Tanggapan Keluarga
Setelah pihak kepolisian menggelar konferensi pers pada 8 Oktober 2024, keluarga korban diungkapkan Hezekia merasa bahwa pernyataan yang disampaikan tidak mencerminkan realitas yang mereka alami.
Orangtua mengaku khawatir atas pernyataan kepolisian yang menyebut kejadian ini sebagai ‘suka sama suka’ dalam hubungan pacaran.
“Korban masih di bawah umur, dan tidak seharusnya ada alasan pembenar untuk tindakan pelaku yang jelas merupakan predator,” tegas Hezekia.
Lebih lanjut dipaparkannya, kasus ini tidak hanya mencerminkan masalah penculikan anak, tetapi juga pentingnya perlindungan dan pengawasan bagi anak di era digital.
Keluarga korban berharap bahwa langkah-langkah yang diambil oleh pihak kepolisian dapat membawa keadilan bagi anak mereka, serta mencegah kejadian serupa di masa mendatang.

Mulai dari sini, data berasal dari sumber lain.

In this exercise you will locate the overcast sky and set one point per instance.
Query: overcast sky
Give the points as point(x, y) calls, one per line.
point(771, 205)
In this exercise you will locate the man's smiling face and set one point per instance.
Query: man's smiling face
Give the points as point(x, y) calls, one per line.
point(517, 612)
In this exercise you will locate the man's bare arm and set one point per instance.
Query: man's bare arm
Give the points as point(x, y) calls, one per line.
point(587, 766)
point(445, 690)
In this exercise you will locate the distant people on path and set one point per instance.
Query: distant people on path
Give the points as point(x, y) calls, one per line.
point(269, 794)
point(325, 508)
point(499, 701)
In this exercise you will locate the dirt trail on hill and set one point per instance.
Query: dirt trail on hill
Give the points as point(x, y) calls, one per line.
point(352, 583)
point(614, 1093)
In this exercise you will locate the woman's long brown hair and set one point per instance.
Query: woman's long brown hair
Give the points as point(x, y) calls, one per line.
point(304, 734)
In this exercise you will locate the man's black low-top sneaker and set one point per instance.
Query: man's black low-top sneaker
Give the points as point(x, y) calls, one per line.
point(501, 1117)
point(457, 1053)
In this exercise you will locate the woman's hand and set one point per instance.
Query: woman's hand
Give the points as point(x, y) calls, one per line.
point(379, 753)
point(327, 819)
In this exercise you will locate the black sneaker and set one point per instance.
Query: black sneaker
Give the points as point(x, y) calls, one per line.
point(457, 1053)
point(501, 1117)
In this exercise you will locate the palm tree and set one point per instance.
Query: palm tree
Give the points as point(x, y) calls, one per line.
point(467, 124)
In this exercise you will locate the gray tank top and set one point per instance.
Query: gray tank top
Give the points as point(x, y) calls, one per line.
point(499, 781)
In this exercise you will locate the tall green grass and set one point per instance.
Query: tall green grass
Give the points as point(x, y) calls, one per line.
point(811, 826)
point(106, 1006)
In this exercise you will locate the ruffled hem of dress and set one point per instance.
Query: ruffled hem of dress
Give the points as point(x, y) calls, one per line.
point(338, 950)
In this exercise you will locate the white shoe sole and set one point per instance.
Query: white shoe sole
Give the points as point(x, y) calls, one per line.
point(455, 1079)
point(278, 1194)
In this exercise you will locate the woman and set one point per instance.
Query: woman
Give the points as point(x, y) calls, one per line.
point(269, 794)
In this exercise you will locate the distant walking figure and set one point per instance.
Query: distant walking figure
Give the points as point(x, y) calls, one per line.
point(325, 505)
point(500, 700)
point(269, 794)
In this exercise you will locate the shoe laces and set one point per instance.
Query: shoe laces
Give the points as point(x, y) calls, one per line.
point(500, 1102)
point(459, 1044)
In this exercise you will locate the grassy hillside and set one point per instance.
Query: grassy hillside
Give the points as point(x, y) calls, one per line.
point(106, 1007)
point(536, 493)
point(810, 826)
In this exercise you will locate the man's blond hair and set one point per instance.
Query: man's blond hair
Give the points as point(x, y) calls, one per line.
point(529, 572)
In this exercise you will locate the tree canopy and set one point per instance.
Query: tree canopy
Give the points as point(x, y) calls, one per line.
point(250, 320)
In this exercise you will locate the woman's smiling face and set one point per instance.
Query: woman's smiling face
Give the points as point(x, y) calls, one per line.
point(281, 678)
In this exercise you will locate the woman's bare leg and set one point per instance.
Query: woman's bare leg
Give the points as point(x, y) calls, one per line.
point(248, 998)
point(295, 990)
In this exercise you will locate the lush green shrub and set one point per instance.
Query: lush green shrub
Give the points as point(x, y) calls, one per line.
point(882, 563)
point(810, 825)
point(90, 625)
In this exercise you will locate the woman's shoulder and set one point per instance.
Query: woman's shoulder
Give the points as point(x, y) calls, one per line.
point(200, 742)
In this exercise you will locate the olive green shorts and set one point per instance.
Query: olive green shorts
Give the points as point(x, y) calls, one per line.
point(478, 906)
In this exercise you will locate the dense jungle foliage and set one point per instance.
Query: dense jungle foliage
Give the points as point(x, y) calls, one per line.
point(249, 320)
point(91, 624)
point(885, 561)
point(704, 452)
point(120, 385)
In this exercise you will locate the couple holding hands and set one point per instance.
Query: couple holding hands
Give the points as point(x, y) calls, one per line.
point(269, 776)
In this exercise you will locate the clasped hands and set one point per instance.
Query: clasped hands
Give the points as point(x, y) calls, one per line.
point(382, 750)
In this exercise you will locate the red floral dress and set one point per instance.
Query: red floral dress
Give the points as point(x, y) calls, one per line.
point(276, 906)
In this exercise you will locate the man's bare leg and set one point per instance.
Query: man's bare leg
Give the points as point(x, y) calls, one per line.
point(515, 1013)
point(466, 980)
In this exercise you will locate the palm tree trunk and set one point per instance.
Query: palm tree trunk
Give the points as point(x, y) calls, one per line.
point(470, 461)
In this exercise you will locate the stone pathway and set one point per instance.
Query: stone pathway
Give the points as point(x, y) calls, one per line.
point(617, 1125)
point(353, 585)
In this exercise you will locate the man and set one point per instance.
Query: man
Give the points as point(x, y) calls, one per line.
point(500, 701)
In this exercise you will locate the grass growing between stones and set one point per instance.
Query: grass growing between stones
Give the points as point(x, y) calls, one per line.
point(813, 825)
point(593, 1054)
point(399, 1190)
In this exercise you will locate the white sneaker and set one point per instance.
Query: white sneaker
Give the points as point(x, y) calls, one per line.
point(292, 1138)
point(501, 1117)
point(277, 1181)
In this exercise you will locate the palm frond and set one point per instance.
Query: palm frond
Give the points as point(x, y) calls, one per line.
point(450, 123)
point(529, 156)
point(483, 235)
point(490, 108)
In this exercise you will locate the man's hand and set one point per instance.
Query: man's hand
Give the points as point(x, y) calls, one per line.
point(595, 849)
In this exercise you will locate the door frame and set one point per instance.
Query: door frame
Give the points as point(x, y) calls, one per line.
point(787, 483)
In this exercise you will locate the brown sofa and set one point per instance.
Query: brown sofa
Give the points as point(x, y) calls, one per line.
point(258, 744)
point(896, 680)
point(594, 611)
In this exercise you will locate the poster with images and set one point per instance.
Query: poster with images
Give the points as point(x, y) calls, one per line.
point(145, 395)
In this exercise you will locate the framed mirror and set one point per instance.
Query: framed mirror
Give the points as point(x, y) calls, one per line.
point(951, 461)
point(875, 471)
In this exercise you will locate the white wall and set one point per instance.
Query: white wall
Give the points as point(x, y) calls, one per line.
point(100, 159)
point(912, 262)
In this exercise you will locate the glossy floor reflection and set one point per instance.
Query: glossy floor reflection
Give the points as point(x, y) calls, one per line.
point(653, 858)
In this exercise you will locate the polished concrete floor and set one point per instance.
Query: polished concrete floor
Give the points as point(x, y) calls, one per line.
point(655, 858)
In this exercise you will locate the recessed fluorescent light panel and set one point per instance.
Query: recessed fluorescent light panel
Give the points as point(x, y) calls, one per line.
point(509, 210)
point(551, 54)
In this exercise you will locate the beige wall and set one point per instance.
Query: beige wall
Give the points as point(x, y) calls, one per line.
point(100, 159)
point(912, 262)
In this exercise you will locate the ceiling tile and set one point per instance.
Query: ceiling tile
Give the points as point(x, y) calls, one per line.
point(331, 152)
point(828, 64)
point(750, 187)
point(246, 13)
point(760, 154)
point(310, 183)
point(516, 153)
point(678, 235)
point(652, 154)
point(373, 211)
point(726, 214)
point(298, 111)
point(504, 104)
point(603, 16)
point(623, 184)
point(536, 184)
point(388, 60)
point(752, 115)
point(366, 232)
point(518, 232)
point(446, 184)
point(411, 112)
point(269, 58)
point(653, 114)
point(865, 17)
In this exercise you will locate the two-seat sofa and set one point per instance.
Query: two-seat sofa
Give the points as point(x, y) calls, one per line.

“Kita semua memiliki tanggung jawab untuk memastikan keselamatan anak-anak kita dan menjaga mereka dari ancaman yang ada,” tutupnya.
Pelaku Ditangkap
Dilansir dari video konferensi pers yang beredar, kejadian berawal dari perkenalan di salah satu aplikasi, A (12) menjadi korban penculikan dan pemerkosaan oleh SPS (22), selama sepekan.
Disebutkan, sejak Selasa (16/9/2024) hingga Senin (23/9/2024), A diculik dan disekap oleh SPS di gudang kosong di daerah Pekojan, Tambora, Jakarta Barat.
Tidak sampai di situ, pelajar kelas enam sekolah dasar itu juga enam kali diperkosa pelaku.
Kepala Kepolisian Resor (Polres) Metro Jakarta Barat Komisaris Besar M Syahduddi mengatakan, setelah SPS menyekap korban selama tujuh hari, SPS membebaskan dan mengembalikan korban tak jauh dari rumah korban di kawasan Kalideres.
Penculikan itu, ucap Syahduddi, berawal saat tersangka berkenalan dengan korban melalui aplikasi kencan Litmach pada Senin (15/9/2024).
Perkenalan itu pun berlanjut dengan saling bertukar nomor WhatsApp untuk bertemu janji di Taman Bulak Teko, Jalan Peta Jalan Selatan, Kalideres.
SPS kemudian mengajak korban jalan dan dibawa ke sebuah gudang kosong.
Di situ, korban diperkosa.
Dari hasil pemeriksaan visum et repertum di Rumah Sakit Tarakan juga menunjukkan bukti kuat adanya kekerasan seksual.
SPS mengaku, tindakan itu karena didasari saling suka.
Namun, kata Syahduddi, perbuatan tersangka tetap tidak bisa dibenarkan karena korban masih di bawah umur dan telah membawa kabur tanpa persetujuan orangtua.
”Pelaku membawa korban ke sebuah kamar di lapak barang bekas. Di situ, selama tujuh hari korban tidak pernah keluar kamar jika siang hari, dan jika keluar hanya malam hari untuk mandi,” ujarnya.
Atas perbuatannya, tersangka SPS dikenai Pasal 81 Undang-Undang (UU) Nomor 17 Tahun 2016 tentang Perubahan Kedua Atas UU No 23/2002 tentang Perlindungan Anak dan atau Pasal 332 Kitab Undang Hukum Pidana (KUHP).
Pasal itu memuat aturan terkait membawa lari perempuan yang belum dewasa tanpa seizin orangtuanya.
Tersangka SPS terancam hukuman 12 tahun penjara.